File size: 5,869 Bytes

---
library_name: pytorch
tags:
- hungarian
- transformer
- encoder
- tokenization-free
- character-based
- glass-box
license: cc-by-sa-4.0
datasets:
- webkorpusz-2.0
metrics:
- pos-accuracy
- word-reconstruction
---

# 🧠 HuBrain: Tokenization-free Hungarian Semantic Encoder / Tokenizáció-mentes magyar szemantikai encoder

[English Version](#english) | [Magyar Változat](#magyar)
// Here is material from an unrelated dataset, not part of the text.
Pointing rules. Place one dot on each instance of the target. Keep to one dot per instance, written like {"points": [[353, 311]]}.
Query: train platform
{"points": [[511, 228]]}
🔗 **GitHub Repository:** [https://github.com/BraienStorm/hubrain-encoder](https://github.com/BraienStorm/hubrain-encoder)

---

<a name="english"></a>
## 🌍 English Description

🔗 **Source Code (GitHub):** [https://github.com/BraienStorm/hubrain-encoder](https://github.com/BraienStorm/hubrain-encoder)

HuBrain is an experimental, character-based **Glass-Box Semantic Encoder** designed to model the morphological richness and semantic relationships of the Hungarian language without traditional tokenization (e.g., BPE).

### 🚀 Live Visualization
View the 1280-dimensional semantic latent space projection (PCA/T-SNE) here:
👉 **[HuBrain Projector Visualization](https://projector.tensorflow.org/?config=https://jevcsak.hu/model/hubrain.json)**

![Latent Space Projection](latens_space.png)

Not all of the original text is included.